If Harvard University wants to sponsor a discussion on a one-state solution for Israel, so be it. All they can do is talk about it. Then again, the limitations of academic debate, shackled by speech codes and the innate liberal tendencies of any college students, indicates that such discussions will not prove fruitful to expanding students' of the fraught politics and cultural issues in the region.
Universities have betrayed a terrible close-minded mentality when it comes to Israel.
It is both arrogant and disconcerting to read about distant and committed activists who think that Israel should become an empty shell of moral relativism, one where its statehood as a haven for Jews throughout the world would be compromised to appease rabid Arab dictatorships and intolerant factions bent only on pushing the Jews into the sea. Such would be the case if the mainstay of Jewish identity were compromised in order to "make peace" with the "oppressed" Arab minorities in the region.

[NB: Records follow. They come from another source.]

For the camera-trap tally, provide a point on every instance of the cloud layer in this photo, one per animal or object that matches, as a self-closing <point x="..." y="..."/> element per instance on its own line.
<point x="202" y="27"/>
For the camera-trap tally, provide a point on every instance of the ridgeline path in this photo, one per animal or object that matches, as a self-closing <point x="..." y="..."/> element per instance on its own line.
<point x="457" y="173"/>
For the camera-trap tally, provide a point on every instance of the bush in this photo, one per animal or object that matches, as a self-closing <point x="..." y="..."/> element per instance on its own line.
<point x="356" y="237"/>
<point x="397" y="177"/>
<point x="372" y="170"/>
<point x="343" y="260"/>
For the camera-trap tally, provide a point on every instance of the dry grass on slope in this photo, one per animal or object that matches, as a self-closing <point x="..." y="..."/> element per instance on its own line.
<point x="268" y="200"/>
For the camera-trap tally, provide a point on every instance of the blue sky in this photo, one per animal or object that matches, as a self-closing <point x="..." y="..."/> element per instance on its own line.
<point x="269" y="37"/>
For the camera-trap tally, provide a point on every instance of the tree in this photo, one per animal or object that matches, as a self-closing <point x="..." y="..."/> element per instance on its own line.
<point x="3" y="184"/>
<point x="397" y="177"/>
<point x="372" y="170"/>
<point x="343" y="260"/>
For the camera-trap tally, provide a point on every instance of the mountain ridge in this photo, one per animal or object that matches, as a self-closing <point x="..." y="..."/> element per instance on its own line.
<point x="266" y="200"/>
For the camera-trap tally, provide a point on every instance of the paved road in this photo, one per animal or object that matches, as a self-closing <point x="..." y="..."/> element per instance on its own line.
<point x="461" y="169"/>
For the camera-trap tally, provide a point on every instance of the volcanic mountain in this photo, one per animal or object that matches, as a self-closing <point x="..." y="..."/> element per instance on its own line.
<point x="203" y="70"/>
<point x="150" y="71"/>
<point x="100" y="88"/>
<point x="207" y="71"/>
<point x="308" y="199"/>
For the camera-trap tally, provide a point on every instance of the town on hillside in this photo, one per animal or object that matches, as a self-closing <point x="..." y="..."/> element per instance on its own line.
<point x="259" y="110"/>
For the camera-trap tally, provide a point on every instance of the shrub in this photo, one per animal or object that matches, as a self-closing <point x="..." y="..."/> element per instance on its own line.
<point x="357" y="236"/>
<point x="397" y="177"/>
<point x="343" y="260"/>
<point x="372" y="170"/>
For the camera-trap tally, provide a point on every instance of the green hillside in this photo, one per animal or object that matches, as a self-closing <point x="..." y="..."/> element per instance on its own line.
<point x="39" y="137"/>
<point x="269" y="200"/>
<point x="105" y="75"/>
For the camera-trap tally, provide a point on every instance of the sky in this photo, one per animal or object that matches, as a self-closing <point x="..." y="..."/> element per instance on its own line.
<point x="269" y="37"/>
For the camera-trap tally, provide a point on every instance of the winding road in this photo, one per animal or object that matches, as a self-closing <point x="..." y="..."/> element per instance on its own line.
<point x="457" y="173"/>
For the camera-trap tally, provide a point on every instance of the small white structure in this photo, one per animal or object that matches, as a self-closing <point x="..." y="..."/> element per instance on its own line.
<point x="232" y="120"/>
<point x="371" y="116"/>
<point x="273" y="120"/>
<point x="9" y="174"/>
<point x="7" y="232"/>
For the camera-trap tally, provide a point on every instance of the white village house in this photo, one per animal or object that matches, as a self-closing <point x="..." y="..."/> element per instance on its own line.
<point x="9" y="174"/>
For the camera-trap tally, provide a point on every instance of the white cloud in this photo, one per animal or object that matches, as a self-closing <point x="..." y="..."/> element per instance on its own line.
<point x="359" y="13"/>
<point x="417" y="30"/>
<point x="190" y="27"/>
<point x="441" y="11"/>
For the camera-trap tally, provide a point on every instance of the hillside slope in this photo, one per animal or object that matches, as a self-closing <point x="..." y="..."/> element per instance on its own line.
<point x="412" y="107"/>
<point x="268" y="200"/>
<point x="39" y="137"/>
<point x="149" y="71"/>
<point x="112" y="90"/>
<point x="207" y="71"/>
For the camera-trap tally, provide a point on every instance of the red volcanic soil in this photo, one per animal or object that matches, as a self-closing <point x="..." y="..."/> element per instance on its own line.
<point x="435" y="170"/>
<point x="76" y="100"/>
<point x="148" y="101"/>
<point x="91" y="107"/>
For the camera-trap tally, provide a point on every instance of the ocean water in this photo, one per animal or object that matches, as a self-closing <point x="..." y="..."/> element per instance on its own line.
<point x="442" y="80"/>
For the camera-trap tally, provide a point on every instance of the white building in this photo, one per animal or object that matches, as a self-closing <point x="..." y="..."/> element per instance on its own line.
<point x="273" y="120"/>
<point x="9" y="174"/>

Universities are not necessarily "indoctrination mills" as Senator Rick Santorum is purported to have shared, but to assume that they foster open inquiry and open-minded discussion is a specious argument at best. From UC Irvine to UC Santa Cruz, the anti-Zionist movement remains strong, dressed up in the used-up rags of political correctness and toleration. Jewish activists do not disrupt Muslim meetings, but adherents allied with Muslim groups have taken it upon themselves to rage against Zionist speakers and harass Jewish students. That such hateful comments like "UC Israel" are posted all over the Orange County UC campus is a testimony to the narrow-minded rhetoric which still dominates among college students, so obsessed with group and global equality, that they overlook wrongdoing perpetrated by Palestinians in the "Occupied Territories" of the Middle East.
If there is a one-state solution, it must remain the Jewish State. The residents of the West Bank are indeed Israelis, even if they repudiate the nationality. They rely on Israeli rule of law, security, and pluralism to make the case of the annihilation of Israel or its assimilation with the Arab communities in her midst.